Groupes de sociétés : la cessation de fonctions au sein de la société mère n’entraîne pas automatiquement la cessation de fonctions au sein des filiales
Le cumul de mandats est une pratique courante dans les groupes de sociétés, et présente en général un intérêt certain en permettant une gestion cohérente des entités membres, en accord avec la politique globale du groupe.
Toutefois, lorsque le dirigeant concerné ne fait plus l’affaire et que le groupe souhaite s’en séparer, la situation s’avère d’autant plus compliquée que ses fonctions au sein du groupe sont diverses et variées. En effet, la cessation de fonctions au sein de la société mère n’entraîne pas automatiquement la cessation de fonctions au sein de ses filiales, et ce, quelle qu’en soit la cause, comme est venue récemment le rappeler la Cour d’appel de Paris.
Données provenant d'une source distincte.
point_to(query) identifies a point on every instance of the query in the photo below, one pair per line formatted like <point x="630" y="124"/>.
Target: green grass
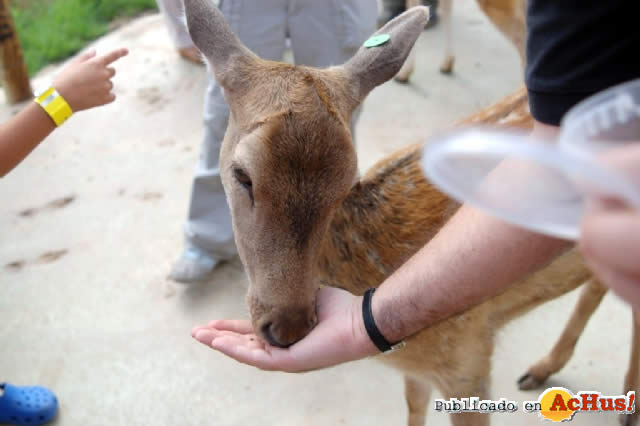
<point x="51" y="30"/>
M. A a été embauché en 2009 par la société B, et désigné en qualité de mandataire de l’une des filiales de la société B, la société C. En 2010, M. A a également été désigné en qualité de mandataire d’une autre filiale du groupe, la société D.
En 2013, M. A a été licencié pour faute grave par la société B, puis révoqué de ses fonctions au sein des sociétés C et D.
En 2014, M. A a assigné les sociétés C et D devant le tribunal de commerce de Paris aux fins de voir condamnées celles-ci à l’indemniser du préjudice qu’il a subi à raison des circonstances brutales et vexatoires de sa révocation de ses mandats de président desdites sociétés.
Par jugement en date du 9 novembre 2015, le tribunal a débouté M. A de l’intégralité de ses demandes.
Le 17 novembre 2015, M. A a interjeté appel de ce jugement, en invoquant notamment la violation de l’obligation de loyauté par les sociétés C et D au moment de sa révocation, en ce qu’il n’avait pas eu connaissance des motifs de celle-ci et n’avait pas été en mesure de présenter ses observations.
Les intimées ont répliqué que la révocation de M. A avait été la conséquence de son licenciement, compte tenu du cumul du contrat de travail et des mandats sociaux qui lui avaient été confiés et que dans la mesure où il avait été parfaitement informé des motifs de son licenciement, il avait eu connaissance des raisons de la révocation de ses mandats.
Le 6 décembre 2016, la Cour d’appel de Paris infirme le jugement rendu le 9 novembre 2015 par le tribunal de commerce de Paris, en énonçant que les sociétés C et D, « devant les organes sociaux desquelles [M. A] n’a pu s’exprimer utilement, ont manqué au principe du contradictoire dans l’exercice de leur droit à révocation, de sorte que celui-ci est entaché d’abus, la circonstance qu’il existe une unité de fonction de [M. A] comme directeur du développement et de la sécurité générale [de la société B] et président des sociétés [C et D] étant inopérante à dispenser ces dernières d’aviser [M. A] des conséquences de la rupture de son contrat de travail sur les mandats sociaux qu’il détenait et de recueillir ses observations sur sa révocation, préalablement à celle-ci, peu important que celle-ci puisse intervenir, conformément aux statuts, sans qu’il soit besoin d’invoquer un juste motif ».
Cette décision fait écho à une décision relativement proche rendue par la Cour d’appel de Reims le 10 novembre 1975. La Cour d’appel avait alors considéré que la révocation, même légitime, d’un dirigeant au sein de la société mère ne pouvait à elle seule constituer un juste motif de révocation au sein d’une filiale.